By Thomas P. Caldwell, InDepthNH.org

LACONIA — The Belknap County Commission anticipates needing a supplemental appropriation from the county delegation to cover a projected nursing home budget shortfall.

When the delegation approved the nursing home budget in January, members anticipated that they would need to revisit the matter later in the year, after there was more information about how the county’s hiring efforts were going.

Due in part to the pandemic and resistance to vaccine mandates, the nursing home was experiencing staff departures that remained unfilled, and the resident count ranged between 60 and 70 percent of full occupancy.

As a result, the county delegation reduced the commissioners’ proposed budget of $13,452,140 to $12,076,103, pending a better understanding of the situation after a few months passed.

The delegation also refused to fund a pay increase that had been implemented to attract and retain nurses. While the commission maintains that the delegation had approved the increase, the delegation’s executive committee said at the time that they had never been asked to approve the raises, and that a wage study that had been authorized had not been completed.

On May 19, County Administrator Debra Shackett reported that projections place the nursing home budget at $12,239,263 by year-end, or $142,688 over budget.

She said that, as things stand, the full-time nursing salaries will reach $3 million by the end of the year, assuming that vacant positions are not filled in the next month. With a budget of $2,750,000 for full-time wages, that would be a $250,000 shortfall in that category.

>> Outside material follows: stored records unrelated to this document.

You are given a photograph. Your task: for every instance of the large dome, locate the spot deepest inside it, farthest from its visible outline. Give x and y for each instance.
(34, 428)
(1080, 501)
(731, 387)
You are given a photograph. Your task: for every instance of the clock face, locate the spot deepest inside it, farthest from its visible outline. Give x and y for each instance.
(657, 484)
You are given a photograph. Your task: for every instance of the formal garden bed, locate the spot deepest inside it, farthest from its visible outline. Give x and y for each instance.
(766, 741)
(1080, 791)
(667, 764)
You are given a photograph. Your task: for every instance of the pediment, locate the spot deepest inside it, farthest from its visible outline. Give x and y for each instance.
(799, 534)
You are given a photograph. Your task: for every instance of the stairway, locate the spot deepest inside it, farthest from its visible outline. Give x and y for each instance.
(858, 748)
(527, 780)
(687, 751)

Under-expenditures in part-time wages will cover part of that, she said.

“If those [full-time] positions are filled and start within a month, we’re actually going to spend closer to $3.2 million, so this $3 million number assumes that we will continue to have vacancies, to everyone’s dismay,” Shackett said. “So it’s a real worry.”

Filling vacant positions would increase health insurance costs, as well, she noted, but the effect on the budget would be hard to predict because it would depend upon which health plan the employees take.

“Health insurance … could go up or down by a lot, quickly,” she told the commission.

Glen Waring, vice-chair of the Belknap County Commission, suggested that they approach the county delegation about the possibility of needing a supplemental appropriation for the nursing home.

“I think the sooner we start that conversation and bring them into that conversation, the better,” Waring said.